Recently I started scanning the nearly 1500 slides I took during the trip, and in time I will post on other gardens I visited. The above view of the Rose Garden from the top of the tower I photostitched – a fun exercise! The hedge on the left between the Rose and Cottage Gardens has been rejuvenated over the last few years. Compare current photos of its new slim and trim shape with this one.
But before I set off, let me point you towards an excellent impression of Sissinghurst, posted by my good friend Moosey of mooseyscountrygarden.com recently after visiting Sissinghurst for the first time. In her inimitable way she comments on the experience here. And as a collection of Sissinghurst pictures, nothing beats Dave Parker’s series, now several years old, over here.
The Moat Walk is flanked by the oldest brickwork at Sissinghurst, part of the foundation of the medieval manor, and unearthed (literally) to much excitement from the overgrown rubble towards the end of 1930. My source, by the way, is Tony Lord’s excellent book Gardening at Sissinghurst, together with Jane Brown’s Vita’s other world . There are few other gardens (or relationships!) as well documented, which helps to explain the immense interest in Sissinghurst. I own and have read and reread these books, as well as several others on the garden, Portrait of a Marriage, and the many volumes of journals and the letters between Vita and Harold and other people. You might call it my obsession 😉
This picture captures many of the elements of the garden: beautiful lead vases – bought one by one as they could afford them from a patient antique dealer– top the Moat Walk’s ancient wall, which is colonised by various lime-loving crevice-dwellers, seemingly without human intervention. In fact the effect is carefully orchestrated, and whereas some of the plants are almost weedy, others are rare and select.

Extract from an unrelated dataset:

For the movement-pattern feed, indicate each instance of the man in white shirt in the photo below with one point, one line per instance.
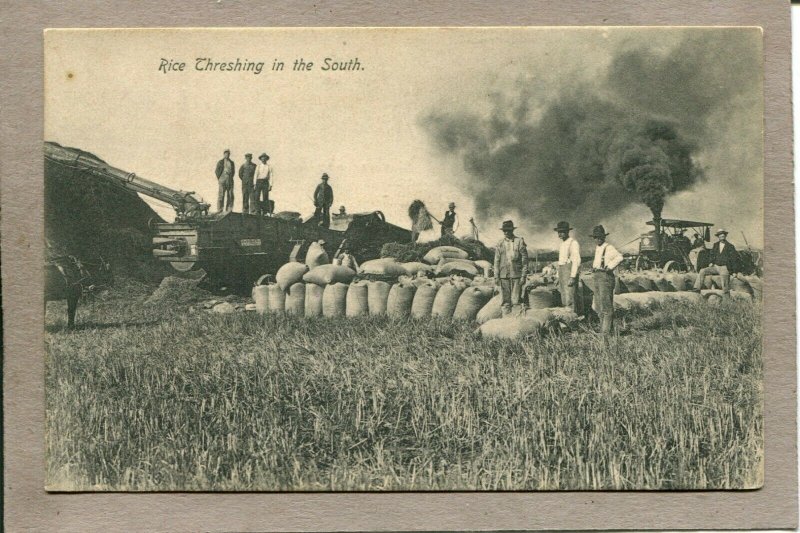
(569, 260)
(606, 259)
(225, 170)
(264, 182)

On the right is one of the Bagatelle vases, inherited by Vita’s mother, Lady Sackville… and thereby, too, hangs a tale… Here it is planted with what I assume is a Helichrysum , but not the plant Tony Lord shows it with.
|It might even be this one which I photographed on Sunday: we were up the mountain marking the route for Saturday’s Iron Crown Challenge – a trail route half-marathon fund-raiser our Rotary Club has organised. (My obsession with the garden possibilities of our wild flowers comes through loud and clear in my posts here about previous walks on the mountainside!)|
We are now in the Rose Garden, where another of the qualities that define Sissinghurst and have been copied in so many ways during the last 80 years can be seen: the lush and luxurious planting within a strong geometric structure. Although roses are the central plants in this garden, a vast variety of other plants provide texture, colour support and an extended season of interest, all contained within a network of paths and hedges of various heights. The central Rondel (see first photo) masks the fact that two important axes do not cross at right angles, due to the obtuse layout of the original buildings. The Rondel in turn is central to my own development as a garden… but that is a subject for a separate post!

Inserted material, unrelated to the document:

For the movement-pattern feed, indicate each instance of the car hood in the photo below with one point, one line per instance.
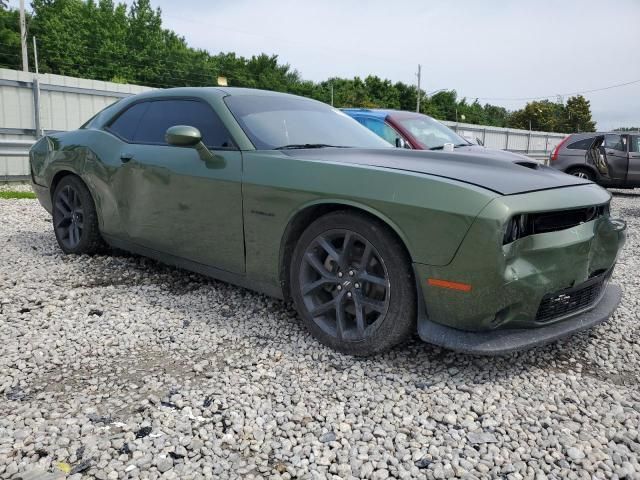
(505, 173)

Here is another view across the Rose Garden… the flag irises at Sissinghurst make me despair for my own garden, where they need to be cosseted – and yet I’ve grown them with huge success in previous gardens… The Lime Walk which runs parallel to the Rose Garden can be seen in the background – note the series of horizontal lines that help give form to the composition in this garden.
The weakness of the last two shots is that they make the Cottage Garden and the Rose Garden look very similar in feel, which they are not – you will need to explore that statement by studying other people’s photographs!
Admittedly less impressive than this hybrid, it nevertheless was an impressive sight which I had never noticed before. Strangely enough, despite all my plans, I’ve never brought any of it into my formal gardens, and a friend who imports new varieties of plants and trials them for commercial sales, has told me that all the phygelius he tried have disappointed him…
And thus we come to the end of my highly personal impressions of Sissinghurst.